PMK NOMOR 135/PMK.011/2014
Perlakuan pajak masukan bagi perusahaan kelapa sawit terintegrasi (dan juga untuk pengusaha kebun kelapa sawit yang melakukan titip olah) akhirnya memperoleh kejelasan melalui PMK Nomor 21/PMK.011/2014 yang mengubah PMK Nomor 78/PMK.03/2010 dengan menyisipkan pasal 2A.
Dalam pasal tersebut secara ekplisit disebutkan bahwa Pengusaha Kena Pajak (PKP) yang menghasilkan BKP yang atas penyerahannya termasuk dalam penyerahan yang tidak terutang pajak dan mengolah dan/atau memanfaatkan lebih lanjut BKP, baik melalui unit pengolahan sendiri maupun melalui titip olah dengan menggunakan fasilitas pengolehan PKP lainnya sehingga menjadi BKP yang atas seluruh penyerahannya termasuk dalam penyerahan yang terutang pajak, seluruh pajak masukan yang sudah dibayar dapat dikreditkan sesuai ketentuan peraturan perundang-undangan dibidang perpajakan.
Dengan berlakunya PMK Nomor 21/PMK.011/2014, tidak ada lagi dispute antara Wajib Pajak pengusaha kelapa sawit dengan Ditjen Pajak perihal perhitungan Pajak Masukan untuk industri kelapa sawit.
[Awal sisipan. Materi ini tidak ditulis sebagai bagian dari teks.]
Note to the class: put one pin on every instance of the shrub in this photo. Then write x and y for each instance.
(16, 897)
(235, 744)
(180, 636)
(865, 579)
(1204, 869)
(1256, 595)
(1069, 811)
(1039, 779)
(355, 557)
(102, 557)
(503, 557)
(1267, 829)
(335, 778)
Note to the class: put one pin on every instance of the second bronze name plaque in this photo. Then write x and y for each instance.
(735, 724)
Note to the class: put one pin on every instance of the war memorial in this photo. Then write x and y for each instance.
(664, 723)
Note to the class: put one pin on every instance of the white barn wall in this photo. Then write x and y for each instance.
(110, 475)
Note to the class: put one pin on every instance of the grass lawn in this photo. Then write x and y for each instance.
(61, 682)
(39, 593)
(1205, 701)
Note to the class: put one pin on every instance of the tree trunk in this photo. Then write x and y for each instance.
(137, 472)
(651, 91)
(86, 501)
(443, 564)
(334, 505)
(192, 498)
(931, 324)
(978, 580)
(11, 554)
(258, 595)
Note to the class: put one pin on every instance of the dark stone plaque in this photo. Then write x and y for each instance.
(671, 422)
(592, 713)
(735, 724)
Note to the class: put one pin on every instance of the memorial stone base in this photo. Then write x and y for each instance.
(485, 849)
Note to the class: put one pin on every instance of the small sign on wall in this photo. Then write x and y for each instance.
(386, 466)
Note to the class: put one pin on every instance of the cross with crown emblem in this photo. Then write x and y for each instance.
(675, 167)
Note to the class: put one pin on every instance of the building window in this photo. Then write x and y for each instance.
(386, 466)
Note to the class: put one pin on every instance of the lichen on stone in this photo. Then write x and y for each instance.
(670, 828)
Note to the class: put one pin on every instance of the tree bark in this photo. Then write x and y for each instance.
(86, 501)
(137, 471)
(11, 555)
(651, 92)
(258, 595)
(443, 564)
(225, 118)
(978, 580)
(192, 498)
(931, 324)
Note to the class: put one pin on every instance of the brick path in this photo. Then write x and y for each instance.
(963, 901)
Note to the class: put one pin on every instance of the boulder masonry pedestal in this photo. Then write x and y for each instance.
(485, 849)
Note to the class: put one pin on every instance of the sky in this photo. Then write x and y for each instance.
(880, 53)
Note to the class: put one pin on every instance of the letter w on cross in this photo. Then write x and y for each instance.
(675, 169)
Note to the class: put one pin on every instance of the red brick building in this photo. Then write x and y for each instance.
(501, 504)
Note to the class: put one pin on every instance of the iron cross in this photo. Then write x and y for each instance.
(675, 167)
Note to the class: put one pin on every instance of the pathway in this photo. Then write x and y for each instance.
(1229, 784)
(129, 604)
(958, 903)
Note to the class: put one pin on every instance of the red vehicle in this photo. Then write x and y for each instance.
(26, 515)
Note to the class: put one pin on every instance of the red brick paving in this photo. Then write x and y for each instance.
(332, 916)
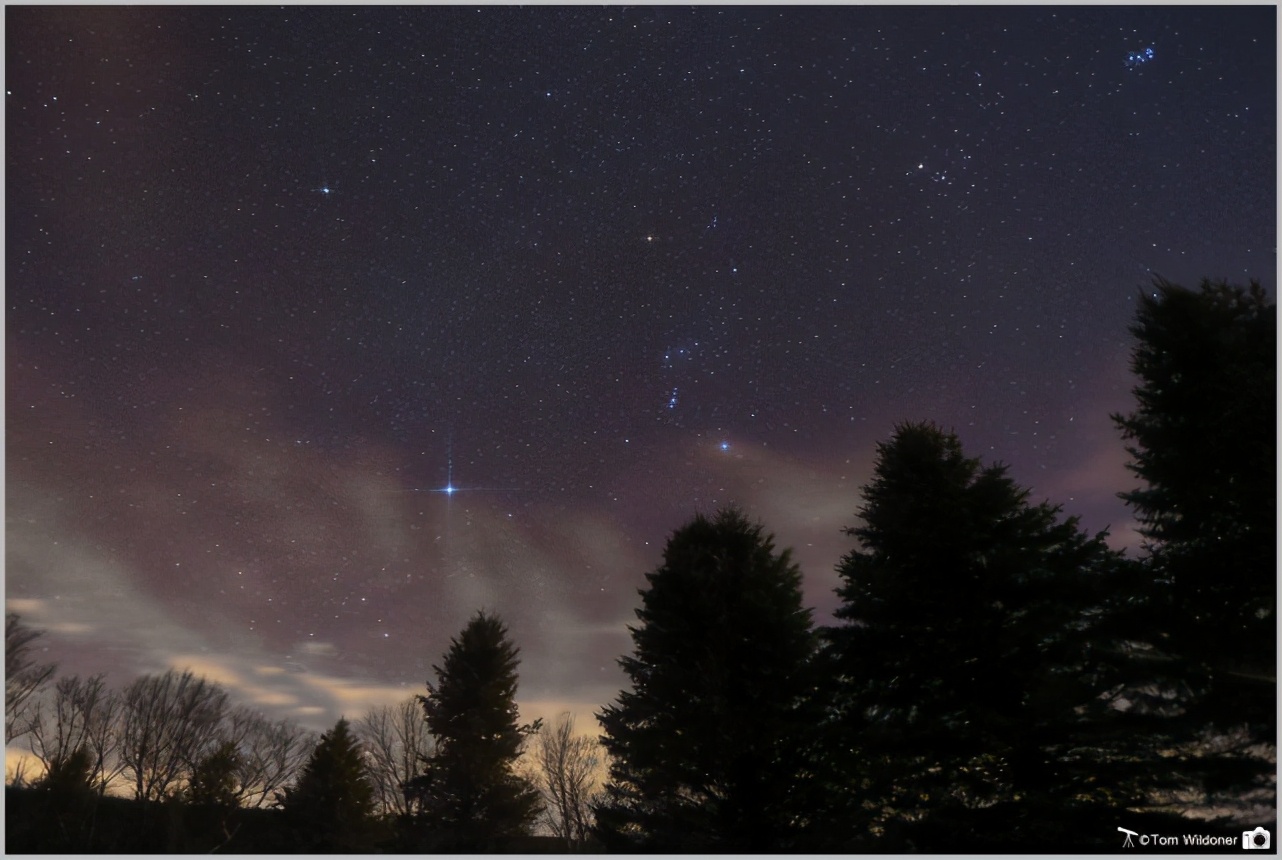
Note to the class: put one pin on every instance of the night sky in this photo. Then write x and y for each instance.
(276, 278)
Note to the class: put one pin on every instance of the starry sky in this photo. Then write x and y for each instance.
(276, 278)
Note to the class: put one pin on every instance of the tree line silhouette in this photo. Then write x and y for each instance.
(996, 678)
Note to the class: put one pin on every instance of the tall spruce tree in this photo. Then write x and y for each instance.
(1203, 440)
(471, 796)
(708, 749)
(330, 809)
(965, 667)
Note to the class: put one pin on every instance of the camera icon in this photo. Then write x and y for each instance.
(1257, 838)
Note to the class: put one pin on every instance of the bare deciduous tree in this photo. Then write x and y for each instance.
(82, 714)
(396, 740)
(23, 677)
(566, 773)
(168, 723)
(271, 755)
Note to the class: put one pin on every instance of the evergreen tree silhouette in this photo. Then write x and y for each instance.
(330, 808)
(708, 747)
(471, 796)
(1203, 440)
(965, 665)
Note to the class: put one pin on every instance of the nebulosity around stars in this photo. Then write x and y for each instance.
(328, 327)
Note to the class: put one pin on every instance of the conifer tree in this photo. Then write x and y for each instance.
(967, 646)
(471, 796)
(708, 745)
(331, 805)
(1203, 440)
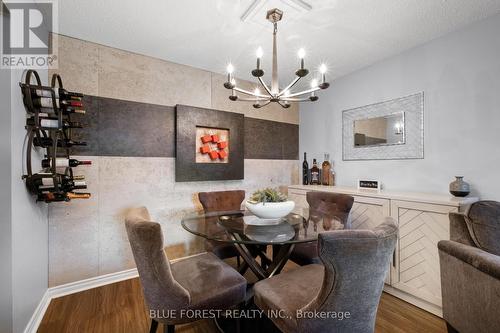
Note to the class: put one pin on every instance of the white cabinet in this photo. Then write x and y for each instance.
(422, 220)
(421, 227)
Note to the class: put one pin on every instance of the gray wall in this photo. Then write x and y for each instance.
(460, 75)
(5, 206)
(29, 222)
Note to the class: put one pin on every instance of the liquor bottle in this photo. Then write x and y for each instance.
(64, 162)
(65, 110)
(65, 143)
(53, 123)
(305, 171)
(64, 196)
(325, 171)
(59, 93)
(315, 173)
(44, 102)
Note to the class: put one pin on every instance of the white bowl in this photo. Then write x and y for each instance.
(271, 210)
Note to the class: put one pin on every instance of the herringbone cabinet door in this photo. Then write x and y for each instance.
(367, 213)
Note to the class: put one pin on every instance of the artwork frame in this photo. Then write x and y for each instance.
(188, 120)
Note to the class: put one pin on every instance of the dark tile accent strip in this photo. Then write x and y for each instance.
(273, 140)
(124, 128)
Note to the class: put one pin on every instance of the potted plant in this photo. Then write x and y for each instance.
(269, 203)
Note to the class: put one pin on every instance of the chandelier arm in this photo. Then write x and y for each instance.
(286, 99)
(283, 105)
(243, 99)
(304, 92)
(246, 92)
(297, 78)
(265, 86)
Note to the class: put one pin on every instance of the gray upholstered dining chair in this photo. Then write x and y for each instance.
(222, 201)
(198, 282)
(346, 289)
(470, 270)
(322, 205)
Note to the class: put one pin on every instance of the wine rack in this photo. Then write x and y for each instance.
(50, 126)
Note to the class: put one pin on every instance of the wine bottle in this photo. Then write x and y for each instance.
(59, 93)
(44, 102)
(64, 162)
(325, 168)
(45, 181)
(64, 143)
(64, 196)
(53, 123)
(305, 170)
(315, 173)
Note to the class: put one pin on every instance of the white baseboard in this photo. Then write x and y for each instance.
(77, 286)
(37, 316)
(71, 288)
(90, 283)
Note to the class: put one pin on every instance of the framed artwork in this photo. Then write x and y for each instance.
(387, 130)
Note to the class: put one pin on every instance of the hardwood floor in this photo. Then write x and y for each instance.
(120, 308)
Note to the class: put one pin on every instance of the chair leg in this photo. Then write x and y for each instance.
(154, 326)
(450, 328)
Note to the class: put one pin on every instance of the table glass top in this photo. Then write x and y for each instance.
(244, 227)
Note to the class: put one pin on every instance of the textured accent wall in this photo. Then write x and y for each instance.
(128, 95)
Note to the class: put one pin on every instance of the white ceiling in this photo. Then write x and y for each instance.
(346, 34)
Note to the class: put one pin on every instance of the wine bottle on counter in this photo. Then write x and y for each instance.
(325, 168)
(305, 171)
(315, 173)
(65, 196)
(53, 123)
(59, 93)
(64, 162)
(332, 176)
(44, 102)
(64, 143)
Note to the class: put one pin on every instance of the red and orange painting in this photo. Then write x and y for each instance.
(212, 145)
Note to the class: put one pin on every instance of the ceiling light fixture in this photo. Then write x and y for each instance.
(273, 93)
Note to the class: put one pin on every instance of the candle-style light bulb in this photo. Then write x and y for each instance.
(259, 54)
(301, 54)
(322, 70)
(230, 70)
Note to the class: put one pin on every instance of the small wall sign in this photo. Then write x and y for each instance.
(369, 185)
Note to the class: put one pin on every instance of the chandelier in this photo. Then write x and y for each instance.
(274, 94)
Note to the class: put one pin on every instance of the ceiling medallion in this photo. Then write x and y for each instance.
(274, 94)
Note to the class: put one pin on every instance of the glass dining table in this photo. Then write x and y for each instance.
(251, 235)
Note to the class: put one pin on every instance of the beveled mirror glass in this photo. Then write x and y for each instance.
(380, 131)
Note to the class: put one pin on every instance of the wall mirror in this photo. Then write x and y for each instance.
(387, 130)
(380, 131)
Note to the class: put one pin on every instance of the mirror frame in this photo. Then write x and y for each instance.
(411, 106)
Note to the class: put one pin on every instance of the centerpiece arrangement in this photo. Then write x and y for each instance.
(269, 203)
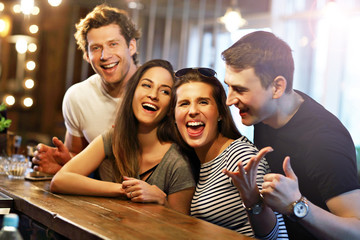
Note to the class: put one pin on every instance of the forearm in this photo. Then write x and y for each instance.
(73, 183)
(319, 222)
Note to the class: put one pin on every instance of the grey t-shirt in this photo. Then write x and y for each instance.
(173, 173)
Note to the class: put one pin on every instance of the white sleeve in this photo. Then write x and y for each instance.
(72, 114)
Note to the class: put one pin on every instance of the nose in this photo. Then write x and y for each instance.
(153, 94)
(105, 54)
(231, 99)
(193, 110)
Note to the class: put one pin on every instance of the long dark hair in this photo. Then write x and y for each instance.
(125, 142)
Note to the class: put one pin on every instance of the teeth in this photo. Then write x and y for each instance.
(195, 124)
(150, 106)
(109, 65)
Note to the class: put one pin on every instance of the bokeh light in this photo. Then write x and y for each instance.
(30, 65)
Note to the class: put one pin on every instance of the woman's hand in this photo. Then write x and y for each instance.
(245, 178)
(140, 191)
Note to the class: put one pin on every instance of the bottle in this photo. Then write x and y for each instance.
(10, 230)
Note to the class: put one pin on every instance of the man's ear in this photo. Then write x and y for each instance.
(86, 57)
(132, 46)
(279, 86)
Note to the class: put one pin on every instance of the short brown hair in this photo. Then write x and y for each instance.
(103, 15)
(267, 54)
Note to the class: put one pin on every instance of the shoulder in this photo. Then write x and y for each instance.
(92, 82)
(241, 146)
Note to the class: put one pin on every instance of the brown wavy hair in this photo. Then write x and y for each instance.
(125, 142)
(103, 15)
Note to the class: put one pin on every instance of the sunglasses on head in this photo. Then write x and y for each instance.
(206, 72)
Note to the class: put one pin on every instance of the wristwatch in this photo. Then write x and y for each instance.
(256, 208)
(299, 209)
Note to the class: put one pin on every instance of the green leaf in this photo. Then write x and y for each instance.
(4, 123)
(2, 107)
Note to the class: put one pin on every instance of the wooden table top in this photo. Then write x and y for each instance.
(83, 217)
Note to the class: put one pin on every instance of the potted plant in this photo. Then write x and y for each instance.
(4, 123)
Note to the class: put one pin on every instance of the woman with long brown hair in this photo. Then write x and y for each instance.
(137, 157)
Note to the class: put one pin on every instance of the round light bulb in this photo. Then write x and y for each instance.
(10, 100)
(34, 29)
(21, 46)
(32, 47)
(29, 83)
(28, 102)
(30, 65)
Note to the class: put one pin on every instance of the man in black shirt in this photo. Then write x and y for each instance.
(321, 193)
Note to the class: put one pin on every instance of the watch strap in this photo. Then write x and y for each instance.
(256, 208)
Namun pada PMK Nomor 135/PMK.011/2014 Tanggal 18 Juni 2014 menetapkan tentang:
1. Perubahan Pasal 2A PMK Nomor 78/PMK.03/2010 yang berbunyi,”… sedangkan Pajak Masukan untuk penyerahan yang terutang pajak tidak dapat diketahui dengan pasti, Pajak Masukan yang sudah dibayar dapat dikreditkan sesuai dengan ketentuan peraturan perundang-undangan dibidang perpajakan.”
2. Penambahan Pasal 9A PMK Nomor 78/PMK.03/2010 yang menyatakan bahwa ketentuan mengenai perhitungan pengkreditan pajak masukan bagi Pengusaha Kena Pajak yang melakukan Penyerahan yang Terutang Pajak dan Penyerahan yang Tidak Terutang Pajak sejak tanggal 1 Januari 2014 sampai dengan sebelum berlakunya Peraturan Menteri ini, berlaku ketentuan sebagaimana diatur dalam Peraturan Menteri ini.
3. Mengubah Lampiran Peraturan Menteri Keuangan Nomor 78/PMK.03/2010 tentang Pedoman Perhitungan Pengkreditan Pajak Masukan bagi Pengusaha Kena Pajak yang melakukan Penyerahan yang Terutang Pajak dan Penyerahan yang Tidak Terutang Pajak sebagaimana telah diubah dengan Peraturan Menteri Keuangan Nomor 21/PMK.011/2014, sehingga menjadi sebagaimana tercantum dalam Lampiran yang merupakan bagian tidak terpisahkan dari Peraturan Menteri ini.